Si tratta di tre iniziative distinte pensate per aiutare le famiglie con disagio economico

Sport Rimini | 15:52 - 13 Agosto 2020 Foto di repertorio Foto di repertorio.

Un unico contenitore per tre iniziative, “Borsa di sport - voucher famiglie”, “Voucher associazioni sportive” e “Ripartiamo in sicurezza”. Un’unica azione, messa in campo dall’assessorato allo Sport,  per incentivare e promuovere la pratica dell’attività sportiva, che rischia di essere compromessa dopo l'emergenza sanitaria. 

Back to sport - borsa di sport - voucher famiglie” è un sostegno economico alle famiglie in condizioni di disagio economico, che consente la prosecuzione dell'attività sportiva ai più giovani.
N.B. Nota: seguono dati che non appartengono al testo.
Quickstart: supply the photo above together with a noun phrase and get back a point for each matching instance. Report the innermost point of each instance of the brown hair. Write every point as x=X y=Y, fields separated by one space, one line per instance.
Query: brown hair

Iniziative che fanno seguito alla delibera approvata lo scorso 3 giugno, con la quale la giunta regionale, ha concesso 3 milioni di euro da trasferire agli enti locali, intendendo contribuire anche al sostegno dei bilanci delle associazioni, messe a dura prova in questo difficile periodo.

Il bando attraverso il quale il comune di Rimini mette a disposizione 109 mila ruro, per assegnare dei voucher alle famiglie riminesi. Il valore del voucher è di 150 euro e aumenta in base al numero dei figli che praticano uno sport. Le domande potranno pervenire secondo le modalità indicate, esclusivamente dal 1 al 30 settembre. I voucher verrano liquidati dopo l’iscrizione, con la presentazione della ricevuta  di pagamento emessa dalle associazioni.

Back to sport - ripartiamo in sicurezza” è invece un contenitore virtuale di incontro tra la domanda e l’offerta, cioè tra i residenti a Rimini nati tra il 2004 e il 2014 e le associazioni sportive, che aderiranno al progetto, che dovranno garantire,  almeno due settimane di prova gratuita nel periodo compreso tra l'inizio dell'attività sportiva e dicembre 2020,  oltre al pieno rispetto dei protocolli di sicurezza di prevenzione COVID previsti dalla propria Federazione di appartenenza.

Nella pagina specifica dell'assessorato sarà pubblicato l’elenco delle società aderenti, nel quale gli interessati aventi diritto, potranno scegliere la disciplina che vorranno provare. Si è allargata la fascia d’età in quanto i destinatari della prova gratuita non sono più i ragazzi 6-11 anni (com’era previsto nelle edizioni precedenti)  ma dai  6 ai 16 anni. Novità che riguardano anche la scelta: a differenza dello storico progetto che imponeva la scelta di un solo sport  - peraltro diverso da quello scelto degli anni passati -  in questa nuova edizione si potrà scegliere liberamente, anche più di uno sport. L'iscrizione al progetto avverrà contattando direttamente le  associazioni che provvederanno all’iscrizione del periodo di prova.